What’s the difference between ice cream and frozen yogurt?

Colorful ice cream cones

This article may feature affiliate links, and purchases made may earn us a commission at no extra cost to you. Find out more here.

Frozen yogurt is everywhere, often marketed like ice cream — but what actually is the difference between ice cream and frozen yogurt (also known as froyo)?

And while we’re on the subject, what exactly are gelato and frozen custard?
Frozen confusion

Once upon a time, frozen dessert was so simple. There was ice cream and… well, there was ice cream. These days, we’re surrounded by choices — ice cream, frozen custard, frozen yogurt, gelato and other tasty treats. So much deliciousness… so little time!

But other than the names, what in the world differentiates all of these? Try to control your drooling for a few minutes, and read on.

The difference between ice cream and frozen yogurt

The easiest way to differentiate these frozen treats is to talk about what defines each one. Here’s a look.

About ice cream

According to the USDA, ice cream, by definition, contains between 10% and 18% milkfat, and between 12% to 16% sweeteners by weight. Ice cream also has air blended into it to increase its volume in an aeration process called “overrun” — and can have overrun up to 100% — so the final product is often light and fluffy because half of it is made up of air.

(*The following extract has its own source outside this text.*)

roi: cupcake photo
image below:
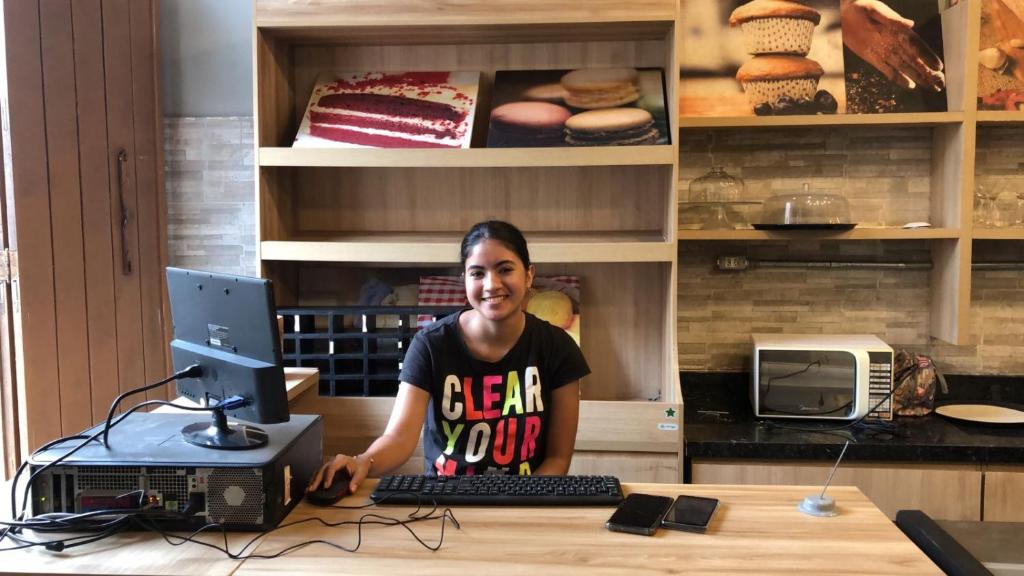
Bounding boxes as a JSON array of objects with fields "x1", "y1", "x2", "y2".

But what about the different varieties of store-bought ice cream? Here’s what some of the terms you may see on ice cream labels legally mean, according to the International Dairy Foods Association:

Ice cream: A frozen food made from a mixture of dairy products, containing at least 10% milkfat.

“Reduced fat” ice cream: Contains at least 25% less total fat than the referenced product (either an average of leading brands, or the company’s own brand).

“Light” ice cream: Contains at least 50% less total fat or 33% fewer calories than the referenced product (the average of leading regional or national brands).

“Lowfat” ice cream: Contains a maximum of 3 grams of total fat per serving (1/2 cup).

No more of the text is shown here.